As you say, zsh is similar in many respects to bash. It has some features you won't find in bash, and it can be extended in powerful ways. Don't think of moving as a kind of revolution, but rather as a series of evolutionary steps that help you in you daily work. Here are some hints from my .zshrc. Although you say you prefer single pieces of advice, this post is a longish list. Still it is a good idea to go through the points one by one. Just add the interesting bits to you ~/.zshrc and reload with source ~/.zshrc. A final tip: learn the keystrokes of zsh's default ("Emacs") keyboard shortcuts: ^A ^E ^W Alt-F Alt-B Alt-P ^L ^R. You can replace Alt by two separate keystrokes: Alt-P is equivalent to ESC P.
autoload -U compinit
compinit
This gives you more extensive tab completion.
setopt completeinword
Tab completion from both ends.
zstyle ':completion:*' matcher-list 'm:{a-zA-Z}={A-Za-z}'
Tab completion should be case-insensitive.
zstyle ':completion:*:killall:*' command 'ps -u $USER -o cmd'
Better completion for killall.
autoload select-word-style
select-word-style shell
Changes the definition of "word", e.g. with ^W.
if [[ -x "`whence -p dircolors`" ]]; then
eval `dircolors`
alias ls='ls -F --color=auto'
else
alias ls='ls -F'
fi
Colors for ls.
alias ll='ls -l'
alias la='ls -a'
Shortcuts for ls.
HISTFILE=~/.zhistory
HISTSIZE=SAVEHIST=10000
setopt incappendhistory
setopt sharehistory
setopt extendedhistory
One history for all open shells; store 10,000 entires. This makes this into a useful memory aid to find the commands you used last time for ./configure etc. Use Alt-P (find command that starts like this) and ^R (search in history) liberally.
# superglobs
setopt extendedglob
unsetopt caseglob
Enables all sorts of extended globbing, such as ls */.txt (find all text files), ls -d *(D) (show all files including those starting with ".").
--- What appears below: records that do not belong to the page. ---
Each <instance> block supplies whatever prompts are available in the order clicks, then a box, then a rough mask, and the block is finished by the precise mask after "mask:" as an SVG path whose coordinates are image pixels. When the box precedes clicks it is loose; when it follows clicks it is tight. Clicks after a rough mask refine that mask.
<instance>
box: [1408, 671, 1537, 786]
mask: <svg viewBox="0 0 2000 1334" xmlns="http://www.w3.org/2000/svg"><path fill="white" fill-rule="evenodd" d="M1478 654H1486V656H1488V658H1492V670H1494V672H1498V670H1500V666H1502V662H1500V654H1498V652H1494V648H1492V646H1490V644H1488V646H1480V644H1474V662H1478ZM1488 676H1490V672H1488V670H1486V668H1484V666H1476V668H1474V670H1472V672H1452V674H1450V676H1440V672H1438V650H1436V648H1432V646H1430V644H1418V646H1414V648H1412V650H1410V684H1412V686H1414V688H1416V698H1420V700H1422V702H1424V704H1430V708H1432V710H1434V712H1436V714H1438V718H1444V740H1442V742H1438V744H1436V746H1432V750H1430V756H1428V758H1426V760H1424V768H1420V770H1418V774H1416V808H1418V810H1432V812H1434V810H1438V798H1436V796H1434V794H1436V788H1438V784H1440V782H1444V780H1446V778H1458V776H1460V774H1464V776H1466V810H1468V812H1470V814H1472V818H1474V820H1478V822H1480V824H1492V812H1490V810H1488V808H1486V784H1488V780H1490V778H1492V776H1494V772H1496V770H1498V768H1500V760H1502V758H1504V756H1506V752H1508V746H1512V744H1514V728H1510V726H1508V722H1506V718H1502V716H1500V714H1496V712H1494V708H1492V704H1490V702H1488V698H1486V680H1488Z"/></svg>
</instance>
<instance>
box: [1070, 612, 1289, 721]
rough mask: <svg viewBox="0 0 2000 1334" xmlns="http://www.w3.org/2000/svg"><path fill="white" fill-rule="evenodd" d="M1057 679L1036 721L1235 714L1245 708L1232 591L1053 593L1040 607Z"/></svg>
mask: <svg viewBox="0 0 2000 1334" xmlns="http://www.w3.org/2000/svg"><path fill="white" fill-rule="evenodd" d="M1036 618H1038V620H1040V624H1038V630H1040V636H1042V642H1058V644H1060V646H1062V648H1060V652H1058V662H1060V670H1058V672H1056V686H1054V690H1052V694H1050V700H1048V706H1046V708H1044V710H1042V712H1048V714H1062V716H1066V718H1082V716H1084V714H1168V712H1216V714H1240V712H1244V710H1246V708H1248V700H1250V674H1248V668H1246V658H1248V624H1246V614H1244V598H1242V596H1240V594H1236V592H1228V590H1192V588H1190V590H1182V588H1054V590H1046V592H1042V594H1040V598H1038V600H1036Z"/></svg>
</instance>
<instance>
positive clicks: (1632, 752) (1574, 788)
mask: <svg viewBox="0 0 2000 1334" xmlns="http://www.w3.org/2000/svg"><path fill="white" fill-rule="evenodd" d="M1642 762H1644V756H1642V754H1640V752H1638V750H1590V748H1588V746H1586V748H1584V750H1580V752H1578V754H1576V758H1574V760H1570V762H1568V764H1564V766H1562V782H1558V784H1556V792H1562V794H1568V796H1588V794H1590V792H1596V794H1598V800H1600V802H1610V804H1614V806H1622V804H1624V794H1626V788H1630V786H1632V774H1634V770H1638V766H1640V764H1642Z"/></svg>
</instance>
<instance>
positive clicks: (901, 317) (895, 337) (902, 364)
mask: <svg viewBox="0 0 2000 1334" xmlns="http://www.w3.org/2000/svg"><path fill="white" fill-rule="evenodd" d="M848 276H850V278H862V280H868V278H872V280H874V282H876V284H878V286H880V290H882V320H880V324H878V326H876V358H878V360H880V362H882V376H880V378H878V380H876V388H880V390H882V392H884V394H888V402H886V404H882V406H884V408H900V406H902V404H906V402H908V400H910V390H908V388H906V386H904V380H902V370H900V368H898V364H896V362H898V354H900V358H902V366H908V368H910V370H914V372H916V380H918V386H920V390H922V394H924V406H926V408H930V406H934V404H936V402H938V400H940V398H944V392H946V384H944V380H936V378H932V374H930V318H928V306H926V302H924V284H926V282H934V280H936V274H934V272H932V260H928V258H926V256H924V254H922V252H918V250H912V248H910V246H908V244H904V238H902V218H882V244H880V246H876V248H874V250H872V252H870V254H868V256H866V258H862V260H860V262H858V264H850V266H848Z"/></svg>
To find out more, go to man zshexpn, section "FILENAME GENERATION".
setopt interactivecomments # pound sign in interactive prompt
This is useful to remember command in your history without executing them.
setopt auto_cd
Type ".." instead of "cd ..", "/usr/include" instead of "cd /usr/include".
PS1='[%T] %n@%m:%~# '
Nice prompt.
REPORTTIME=10
Display CPU usage stats for commands taking more than 10 seconds
alias 'a=sudo aptitude'
alias 'ai=sudo aptitude install'
alias 'ar=sudo aptitude remove'
alias 'au=sudo aptitude update'
alias 'ag=sudo aptitude safe-upgrade'
alias 'as=apt-cache search'
alias 'aw=apt-cache show'
Some commands you use extensively in Ubuntu.
function apt-list-packages {
dpkg-query -W --showformat='${Installed-Size} ${Package} ${Status}\n' | grep -v deinstall | sort -n | awk '{print $1" "$2}'
}
Lists packages sorted by their size - useful when deciding which packages are taking up you disk space.